Man könnte es bedauerlich finden, daß die reiche Stadt Basel dieß vortreffliche Bild von sich weggelassen, und nicht mit ihrer übrigen Holbeinischen Habe zu vereinigen gesucht hat. Es wurde nach Berlin verkauft, und soll sich nun in der Königl. Preußischen Gemäldesammlung befinden.
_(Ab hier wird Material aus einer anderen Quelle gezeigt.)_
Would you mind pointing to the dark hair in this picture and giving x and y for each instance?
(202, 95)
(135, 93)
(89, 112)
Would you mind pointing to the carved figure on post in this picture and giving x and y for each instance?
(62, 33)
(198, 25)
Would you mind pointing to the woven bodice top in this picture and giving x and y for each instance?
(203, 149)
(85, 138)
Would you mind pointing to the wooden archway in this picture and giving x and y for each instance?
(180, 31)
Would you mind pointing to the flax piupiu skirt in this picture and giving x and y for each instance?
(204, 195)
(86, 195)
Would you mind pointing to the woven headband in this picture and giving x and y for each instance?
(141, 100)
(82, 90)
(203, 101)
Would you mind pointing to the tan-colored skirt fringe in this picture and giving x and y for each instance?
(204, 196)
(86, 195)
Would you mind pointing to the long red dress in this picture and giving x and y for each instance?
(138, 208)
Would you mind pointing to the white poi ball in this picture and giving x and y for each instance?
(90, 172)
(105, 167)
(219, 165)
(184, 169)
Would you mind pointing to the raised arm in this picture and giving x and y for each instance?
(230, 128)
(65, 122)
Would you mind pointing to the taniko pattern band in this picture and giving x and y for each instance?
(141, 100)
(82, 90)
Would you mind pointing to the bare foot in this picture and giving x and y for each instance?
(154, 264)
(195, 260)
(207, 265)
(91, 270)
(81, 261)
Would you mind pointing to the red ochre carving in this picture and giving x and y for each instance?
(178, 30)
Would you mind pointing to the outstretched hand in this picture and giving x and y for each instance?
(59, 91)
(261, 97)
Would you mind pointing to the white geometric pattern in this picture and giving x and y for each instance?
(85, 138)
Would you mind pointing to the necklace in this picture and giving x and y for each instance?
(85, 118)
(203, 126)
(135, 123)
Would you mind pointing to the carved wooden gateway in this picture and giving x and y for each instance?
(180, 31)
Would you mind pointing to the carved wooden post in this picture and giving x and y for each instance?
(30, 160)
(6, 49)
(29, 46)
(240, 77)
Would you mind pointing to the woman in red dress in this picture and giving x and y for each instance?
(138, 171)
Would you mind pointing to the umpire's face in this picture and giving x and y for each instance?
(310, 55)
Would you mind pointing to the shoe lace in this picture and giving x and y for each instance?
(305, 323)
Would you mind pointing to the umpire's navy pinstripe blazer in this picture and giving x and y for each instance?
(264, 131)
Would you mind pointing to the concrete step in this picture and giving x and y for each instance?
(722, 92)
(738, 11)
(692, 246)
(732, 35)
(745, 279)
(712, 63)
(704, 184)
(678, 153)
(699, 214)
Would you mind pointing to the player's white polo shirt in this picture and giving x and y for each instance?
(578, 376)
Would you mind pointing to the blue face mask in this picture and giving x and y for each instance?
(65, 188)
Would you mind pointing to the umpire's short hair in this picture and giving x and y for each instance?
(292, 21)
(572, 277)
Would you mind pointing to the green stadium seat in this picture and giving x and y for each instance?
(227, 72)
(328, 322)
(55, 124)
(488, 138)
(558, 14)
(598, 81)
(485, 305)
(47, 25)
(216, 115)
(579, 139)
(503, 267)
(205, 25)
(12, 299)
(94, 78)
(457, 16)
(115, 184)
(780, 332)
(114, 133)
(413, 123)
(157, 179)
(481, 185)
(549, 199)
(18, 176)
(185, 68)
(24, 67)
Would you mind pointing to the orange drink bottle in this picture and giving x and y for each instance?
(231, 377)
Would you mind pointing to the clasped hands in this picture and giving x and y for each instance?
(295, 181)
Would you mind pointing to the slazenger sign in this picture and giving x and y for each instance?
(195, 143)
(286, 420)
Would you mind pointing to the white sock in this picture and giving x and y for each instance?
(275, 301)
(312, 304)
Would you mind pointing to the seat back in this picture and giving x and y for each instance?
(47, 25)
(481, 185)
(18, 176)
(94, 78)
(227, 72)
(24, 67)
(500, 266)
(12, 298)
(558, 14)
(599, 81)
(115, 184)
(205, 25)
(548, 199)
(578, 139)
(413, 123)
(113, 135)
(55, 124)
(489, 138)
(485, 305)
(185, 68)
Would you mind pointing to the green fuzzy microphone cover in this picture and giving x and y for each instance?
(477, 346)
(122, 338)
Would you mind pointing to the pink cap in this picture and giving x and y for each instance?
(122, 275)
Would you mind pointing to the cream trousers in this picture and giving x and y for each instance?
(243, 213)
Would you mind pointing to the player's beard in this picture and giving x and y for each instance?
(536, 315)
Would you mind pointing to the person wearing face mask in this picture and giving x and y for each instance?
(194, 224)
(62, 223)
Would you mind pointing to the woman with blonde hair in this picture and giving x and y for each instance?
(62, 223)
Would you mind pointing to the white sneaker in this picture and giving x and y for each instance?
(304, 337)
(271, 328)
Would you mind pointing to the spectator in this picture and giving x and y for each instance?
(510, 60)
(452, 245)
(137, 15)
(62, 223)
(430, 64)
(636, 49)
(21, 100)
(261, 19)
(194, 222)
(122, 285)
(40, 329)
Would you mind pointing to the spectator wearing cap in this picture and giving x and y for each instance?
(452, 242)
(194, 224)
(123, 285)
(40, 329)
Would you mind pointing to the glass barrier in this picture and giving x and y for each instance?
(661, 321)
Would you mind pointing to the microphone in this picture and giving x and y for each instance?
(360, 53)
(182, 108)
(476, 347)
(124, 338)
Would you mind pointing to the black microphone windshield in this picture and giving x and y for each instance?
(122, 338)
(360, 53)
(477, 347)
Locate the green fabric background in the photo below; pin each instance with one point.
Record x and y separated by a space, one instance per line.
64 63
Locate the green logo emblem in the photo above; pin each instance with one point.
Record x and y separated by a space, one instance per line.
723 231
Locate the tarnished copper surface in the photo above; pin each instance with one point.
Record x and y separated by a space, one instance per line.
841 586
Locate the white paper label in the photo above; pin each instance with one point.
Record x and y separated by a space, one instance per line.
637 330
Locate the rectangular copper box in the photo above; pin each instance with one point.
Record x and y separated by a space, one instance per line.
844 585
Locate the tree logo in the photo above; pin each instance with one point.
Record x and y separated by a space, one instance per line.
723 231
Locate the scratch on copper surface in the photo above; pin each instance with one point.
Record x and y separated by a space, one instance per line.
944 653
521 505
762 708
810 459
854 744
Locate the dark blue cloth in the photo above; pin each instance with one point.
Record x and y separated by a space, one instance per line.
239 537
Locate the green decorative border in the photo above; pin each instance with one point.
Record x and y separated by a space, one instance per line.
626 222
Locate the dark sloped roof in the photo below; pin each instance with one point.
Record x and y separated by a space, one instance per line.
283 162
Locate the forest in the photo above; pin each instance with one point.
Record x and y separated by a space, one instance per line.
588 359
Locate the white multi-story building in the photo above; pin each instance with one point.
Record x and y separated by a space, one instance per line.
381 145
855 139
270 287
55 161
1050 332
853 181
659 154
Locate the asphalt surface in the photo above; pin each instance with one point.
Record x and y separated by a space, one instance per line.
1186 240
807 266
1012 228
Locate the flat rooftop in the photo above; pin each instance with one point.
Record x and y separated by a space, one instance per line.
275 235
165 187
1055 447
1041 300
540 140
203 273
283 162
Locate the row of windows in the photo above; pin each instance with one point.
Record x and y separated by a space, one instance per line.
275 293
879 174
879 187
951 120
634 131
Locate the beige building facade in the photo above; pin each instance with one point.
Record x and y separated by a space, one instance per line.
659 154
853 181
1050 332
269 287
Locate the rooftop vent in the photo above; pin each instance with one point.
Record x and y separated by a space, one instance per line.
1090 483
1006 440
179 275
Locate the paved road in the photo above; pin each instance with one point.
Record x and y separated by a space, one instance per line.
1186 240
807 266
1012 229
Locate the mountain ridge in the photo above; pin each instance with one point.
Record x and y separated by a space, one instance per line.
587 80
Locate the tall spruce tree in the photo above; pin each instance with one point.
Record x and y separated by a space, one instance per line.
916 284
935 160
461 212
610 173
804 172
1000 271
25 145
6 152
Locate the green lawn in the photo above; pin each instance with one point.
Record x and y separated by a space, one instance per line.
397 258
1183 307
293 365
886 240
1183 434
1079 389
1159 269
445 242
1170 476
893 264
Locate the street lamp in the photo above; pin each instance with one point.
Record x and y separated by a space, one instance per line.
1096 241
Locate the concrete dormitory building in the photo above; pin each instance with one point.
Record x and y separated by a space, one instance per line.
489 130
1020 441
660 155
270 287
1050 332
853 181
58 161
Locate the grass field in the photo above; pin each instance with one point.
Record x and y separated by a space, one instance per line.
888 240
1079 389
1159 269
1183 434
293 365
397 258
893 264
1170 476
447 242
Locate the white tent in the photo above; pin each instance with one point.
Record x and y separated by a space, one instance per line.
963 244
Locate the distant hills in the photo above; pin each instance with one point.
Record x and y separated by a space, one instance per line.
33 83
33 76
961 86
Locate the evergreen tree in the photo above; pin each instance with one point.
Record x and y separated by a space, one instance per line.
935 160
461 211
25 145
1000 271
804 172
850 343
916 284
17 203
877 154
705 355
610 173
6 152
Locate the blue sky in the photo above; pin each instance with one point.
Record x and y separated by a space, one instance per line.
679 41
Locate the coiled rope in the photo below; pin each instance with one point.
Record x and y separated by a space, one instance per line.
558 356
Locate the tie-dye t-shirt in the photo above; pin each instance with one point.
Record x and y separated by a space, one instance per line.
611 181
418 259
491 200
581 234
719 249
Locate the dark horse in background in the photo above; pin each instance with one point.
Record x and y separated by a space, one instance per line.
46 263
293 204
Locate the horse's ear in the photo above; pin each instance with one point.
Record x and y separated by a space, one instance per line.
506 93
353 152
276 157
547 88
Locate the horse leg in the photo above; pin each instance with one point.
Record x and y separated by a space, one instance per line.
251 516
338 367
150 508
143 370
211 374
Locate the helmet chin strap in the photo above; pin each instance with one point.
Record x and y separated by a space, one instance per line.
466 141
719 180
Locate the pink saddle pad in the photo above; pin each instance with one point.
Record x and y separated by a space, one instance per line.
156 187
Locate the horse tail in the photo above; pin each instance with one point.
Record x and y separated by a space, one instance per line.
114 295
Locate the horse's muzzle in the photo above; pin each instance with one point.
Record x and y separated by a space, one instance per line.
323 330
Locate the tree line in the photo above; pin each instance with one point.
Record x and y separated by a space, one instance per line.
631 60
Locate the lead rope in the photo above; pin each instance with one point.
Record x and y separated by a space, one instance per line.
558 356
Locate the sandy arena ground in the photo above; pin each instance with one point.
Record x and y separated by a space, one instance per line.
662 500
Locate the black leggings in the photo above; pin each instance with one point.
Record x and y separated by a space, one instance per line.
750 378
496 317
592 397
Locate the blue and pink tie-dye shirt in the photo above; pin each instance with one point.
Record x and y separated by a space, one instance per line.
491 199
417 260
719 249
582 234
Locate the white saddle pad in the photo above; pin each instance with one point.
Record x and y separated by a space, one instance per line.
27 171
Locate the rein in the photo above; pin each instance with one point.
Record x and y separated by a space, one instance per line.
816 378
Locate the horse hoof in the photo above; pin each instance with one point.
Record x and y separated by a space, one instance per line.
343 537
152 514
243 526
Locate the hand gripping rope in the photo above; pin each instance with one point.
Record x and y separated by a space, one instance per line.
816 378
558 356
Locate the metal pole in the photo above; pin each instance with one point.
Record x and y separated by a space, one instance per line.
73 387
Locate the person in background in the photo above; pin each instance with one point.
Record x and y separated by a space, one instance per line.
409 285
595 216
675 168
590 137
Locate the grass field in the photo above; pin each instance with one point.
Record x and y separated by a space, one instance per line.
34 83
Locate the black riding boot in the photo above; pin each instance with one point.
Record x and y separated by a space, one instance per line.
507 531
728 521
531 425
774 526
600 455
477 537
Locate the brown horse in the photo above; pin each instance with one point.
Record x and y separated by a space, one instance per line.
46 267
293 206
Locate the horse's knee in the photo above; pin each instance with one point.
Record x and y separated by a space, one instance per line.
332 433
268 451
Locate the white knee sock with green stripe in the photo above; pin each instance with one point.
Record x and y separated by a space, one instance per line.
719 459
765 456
Dahin kam auch auf gleichem Wege ein Bildniß der Anna Bullen, das vorher in Basel zu sehen gewesen. Zwar viel splendider in die Augen fallend als Gysi, ob aber von eben der malerischen Vorzüglichkeit und 174 unzweifelhaften Authenticität der Person und des Künstlers, das möchte eine genauere Prüfung erfordern. Wenigstens macht die Inschrift: Anna Regina 1530. Anno aetatis 27. . die Sache verdächtig; denn 1530 war Anna Bullen noch nicht Königin und noch nicht 27 Jahre alt. Auch ist das Zeichen nicht das wahre Holbeinische Monogramm.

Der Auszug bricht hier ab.